I bought a book the other day by a sales coach that I’ve followed for years. I’ve read many of his books, and own quite a few of them so I can refer back to them again and again. He’s a great motivator; he can always motivate me to take one more look at my sales process and make a change or two to improve things.
The book is 21.5 Unbreakable Laws of Selling by Jeffrey Gitomer. (Yes, I would highly recommend it if you haven’t read it.)
When I visited Amazon to buy it for my Kindle, I noticed he had mostly top reviews, with one or two hovering near the bottom. I’m always interested in what people have to say, so I scrolled down to take a look. And as expected, I found the negative review to say this:
“Nothing new here. This sales book is like “The Secret” and many other books that are about manifesting what you want. The only difference here is that he’s taken these same principles and applied them to a sales persons perspective on how to succeed.”
Yet along side the one or two negative reviews – reviews that only gave one or two stars – were a couple dozen 5 star reviews. Like this one:
“Great, like all of his books! My revenue increases every time I read one of his books, Jeffrey is a fantastic sales motivator.”

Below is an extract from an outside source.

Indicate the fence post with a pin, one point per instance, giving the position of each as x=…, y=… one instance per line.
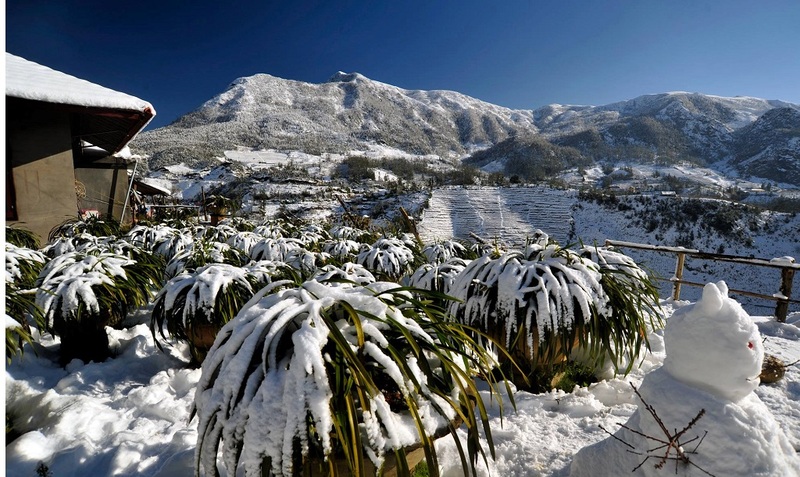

You see this kind of action again and again. And it really is no surprise. In fact, I’ve found this same action myself in the books, infoproducts and training courses I’ve created and sold over the years.
What is the difference?
It’s a case of a person falling into the trap of negativity.
When a person is on the uphill slope, pushing forward knowing they are on the road to success, they can find the positive in everything. They look at everything they do as a way to fill what’s missing at the moment. By putting your attention on how to solve a problem, the solution can be right in front of you, possibly in something you’ve looked at, read, or even learned from before. But this time you’re looking at it through different eyes. You’ve learned. You’ve grown. You’ve experienced a whole lot more since the last time you’ve read a piece of advice. So it means something entirely different to you right now in the moment.
But when you fall into the negative trap and start falling down the hill, nothing goes your way. Everything turns into “been there, done that” advice. And you start telling everyone around you “I’ve tried it all before and it just doesn’t work.” “Pick up a book and reread it – why, I’ve already read it.” Because your mind is closed, nothing gets in to help you turn your current situation around. After all, everything else is the problem, not you … right?
Guess what? Both ways are correct.
From every book on your shelf, every guru you’ve ever trusted, every person that has mentored you, to every teacher you’ve learned from; they all have something to say to inspire you down every road you turn. You just have to be open to learning what they have to say and how it applies to your life right now.
When I find great books, I invest in them and keep them on my shelf close to me. (Or as the case is now, I keep them on my Kindle.) I highlight them. I use stickies to make notes. And I reread them again and again whenever I’m looking for a solution to a new problem.
When you have a great book with advice from someone high up in a field, every time you read it you have the opportunity to learn something new. And if you find someone you enjoy enough that writes book after book, even if the topic is the same, they still approach things from different angles or use different stories to make a point.
When you read it, you are at a different place. You have different “problems”. You need different advice. And when you read or reread advice you found great in the past, you may read it in a slightly different way – and it makes perfect sense for what you need today. It fills in the gap that was missing right now at this point in time.
In Gitomer’s book, he reminded me of a quote I’ve loved over the years:
“If you want things to get better, you have to be better.”
Nothing stays the same if you work on you. It only gets better. But you have to be conscious of what that means.